Background technique
Current robot is widely applied to the various aspects of human production life, with popularizing for robot, to machine
The performance requirement of people is also higher and higher.The raising of performance is mainly reflected in flexibility ratio and rapidity.Existing robot controlling party
Method is often based on D-H kinematics model, establishes kinematic matrix equation, and then joint separating variables are come out, to solve.Point
Solution procedure from variable becomes rapidly extremely complex with the increase of freedom degree, and calculation amount is very big, and more solutions can not be overcome to ask
Topic seriously hinders the real-time performance of robot and executes the efficiency of task.Another common method is iterative solution, this method
Speed depend on iteration speed, accuracy depends on iteration step length, and effect is usually undesirable in actual use, solving speed
Slowly.
Therefore, need a kind of robot control method simple to operation at present, with solve machine in the prior art
Control efficiency existing for people's control method is lower, the excessively cumbersome problem of solution procedure.
Summary of the invention
Goal of the invention: the technical problem to be solved in the present invention is to provide a kind of serial manipulator motion control method and calculating
Machine storage medium overcomes in current robot control method and solves the problems such as cumbersome, control efficiency is low, can effectively reduce
The complexity of operation and control mitigates the burden of controller.
Technical solution: serial manipulator motion control method of the present invention, according to the distal point of robot and joint
Dot position information goes to control robot to reach aiming spot, comprising steps of
(1) it establishes global coordinate system and determines aiming spot information;
(2) location information of distal point and artis is obtained;
(3) angle information needed for calculating each artis;
(4) each joint motor is controlled respectively using PID mode to rotate toward target direction;
(5) whether detection the distance between end and target point reaches within the scope of allowable error, stops turning if reaching
It is dynamic, step (2) execution is returned to if not.
Further, the step (1) specifically includes the following steps:
(1.1) three-dimensional global coordinate system is established as coordinate origin using first artis of robot, Z axis is perpendicular to machine
People's pedestal is upward, and X-axis and Y-axis are determined according to right-hand rule, and front view is Z axis and the plan view that Y-axis is formed;
(1.2) its coordinate (x in global coordinate system is determined according to the location information of target pointo, yo, zo)。

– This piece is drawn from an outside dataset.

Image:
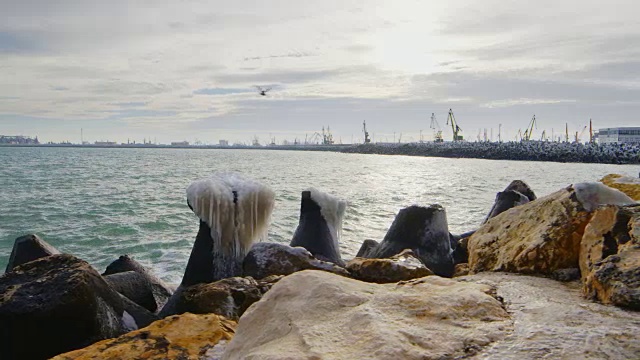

Further, the location information of the step (2) is the coordinate of distal point and artis in global coordinate system.
Further, the step (3) specifically includes the following steps:
(3.1) included angle A of artis rotation axis extended line and X/Y plane, the included angle B with ZY plane, with XZ plane holder are calculated
Angle C, selecting plane corresponding to angle maximum angle in A, B, C is reference plane, selects X/Y plane for ginseng if A=B=C
According to plane;
(3.2) vector [x that the projection of artis and target point line in reference plane is formed is calculatedn, yn], it calculates and closes
Vector [the x ' that the projection of node and distal point line in reference plane is formedn, y 'n];
(3.3) angle theta between above-mentioned two vector is calculatedn(t)。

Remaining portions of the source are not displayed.